Sunday, March 14, 2004

It may sound harsh, but it's my policy and I stand by it: If you don't like Star Wars, and I'm not asking you to love it or be as huge a dork about it as I am, but if you don't at least like Star Wars, man, I don't even want to know you.

Banzai Beard Bonanza: Day 74
I hate to admit this, and it has taken a long time to get to this point, but the beard actually looks pretty good. As I suspected, my face kind of works with a beard. Some people can wear beards and some can't. Apparently, I can. And by that I mean I look better when most if not all of my face is obscured.

My appreciation to Zach Nie! for the loan of his The Office and Curb Your Enthusiasm DVDs. Both were excellent and I eagerly await seeing more. Why live real life when you can watch it on TV?

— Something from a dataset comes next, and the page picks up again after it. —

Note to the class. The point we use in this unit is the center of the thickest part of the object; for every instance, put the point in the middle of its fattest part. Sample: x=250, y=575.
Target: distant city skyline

Vote For Kodos... Sorta: The Homefront
So, explain this to me. After dinner we were sitting around watching 60 Minutes, and good ole Morley Safer (Morley!) was giving a report on prescription drug prices and the reimportation of drugs from Canada. I commented that the piece was more editorial than it was journalistic, that it was pushing a particular side of the issue. My mother asked me what I though of the issue. I told her that the bulk of research for new pharmaceuticals is done by the American pharmaceutical industry - "Big Pharma" - and that if the profits of those pharmaceutical companies were cut, it would naturally follow that the money they devoted to research would also decrease. I am both a horse's arse and a bastard, and I admit that, but in this case I swear to you that I was being reasonable and just giving her my opinion, which she had requested from me. She turned to me in a rage and yelled at me that she didn't want to talk to me about anything political anymore! But , Mom... No! She's sick and tired of me thinking I'm smarter than everyone else and yelling at her! She's sick and tired of my radical conservative agenda!

... wait...

What in the name of all that is good and pure just happened? She asked me for my opinion; I didn't raise my voice in the least (honest!); and immediately before she requested my opinion, Morley had been talking to Dan Burton, a Republican congressman who supports the reimportation fo drugs from Canada. What the hell...? And how can I have a radical conservative agenda, I'm more socially liberal than she is: she opposes gay marriage, I'm all for it. I'm pro-choice, pro-gun control, and I support huge increases in international aid. Mom, have you gone out of your mind? You asked my opinion and I gave it to you, without reference to a single politician or political party, in a conversational tone of voice.

I know that I've said before that my mom isn't stupid, but I'm afraid I was just being polite. This is far from the first time this has happened. I understand that living with my dad, with his gun collection (which he's only had since after 9/11, when he began hating Muslims) and devotion to Fox News, can be very stressful, but it is unacceptable for you to punish me for his political leanings. You married him, not me. I didn't have any say in the matter. I wasn't even around until nine years after you met him. And whenever she asks my opinion, I give it to her, citing evidence and logical deduction for why I hold those beliefs. Note: this happens when she asks me for my opinion. By Lucifer's beard, if you don't want to hear what I have to say, don't ask me!

And anyway, what in Bog's name does prescription drug reimportation have to do with politics? Political leaders on both sides of the aisle support and oppose the practice. I did nothing to provoke her attack. Let me put it this way: if she weren't my mother, I wouldn't want anything to do with someone like her.